Prosecutors had told Judge Randolph Moss that Papadopoulos should spend up to six months in prison. His crime, they said in a court filing last month, “was serious and caused damage to the government’s investigation into Russian interference in the 2016 presidential election.”
The judge had been considering a 30day prison sentence but said at Friday’s hearing that Papadopoulos had shown “genuine remorse.”
The charges centered on an interview in January 2017 in which FBI agents asked Papadopoulos about his conversations with Joseph Misfud, a professor he believed had connections to Moscow.
Papadopoulos told the agents, falsely, that his conversations with Misfud happened before he joined Trump’s campaign in March 2016 and that he did not think they were important.
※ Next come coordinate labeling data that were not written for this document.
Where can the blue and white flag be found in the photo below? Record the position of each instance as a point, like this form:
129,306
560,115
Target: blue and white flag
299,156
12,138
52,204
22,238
Prosecutors said in a court filing that Papadopoulos’ “lies negatively affected the FBI’s Russia investigation, and prevented the FBI from effectively identifying and confronting witnesses in a timely fashion.”
Partly as a result, they said, agents were unable to “effectively question” Misfud when he visited the United States two weeks later. “The defendant’s lies undermined investigators’ ability to challenge the Professor or potentially detain or arrest him while he was still in the United States,” they wrote.
Papadopoulos has been a central figure in the Russia investigation since it began. The FBI launched its investigation of possible links between Russia and the Trump campaign after learning that Papadopoulos had boasted to an Australian diplomat that the Russian government had political dirt on Clinton more than a month before Moscow’s hacking efforts were known publicly.
For a time, Papadopoulos also looked to be a key informant. A federal court kept his July 2017 arrest secret for more than two months after Mueller’s office argued that making it public would “significantly undermine his ability to serve as a proactive cooperator.”
But in a court filing last month, prosecutors said Papadopoulos ultimately did little to aid their work. Instead, they said, Papadopoulos gave them little valuable information and did so “only after the government confronted him with his own emails, text messages, internet search history.”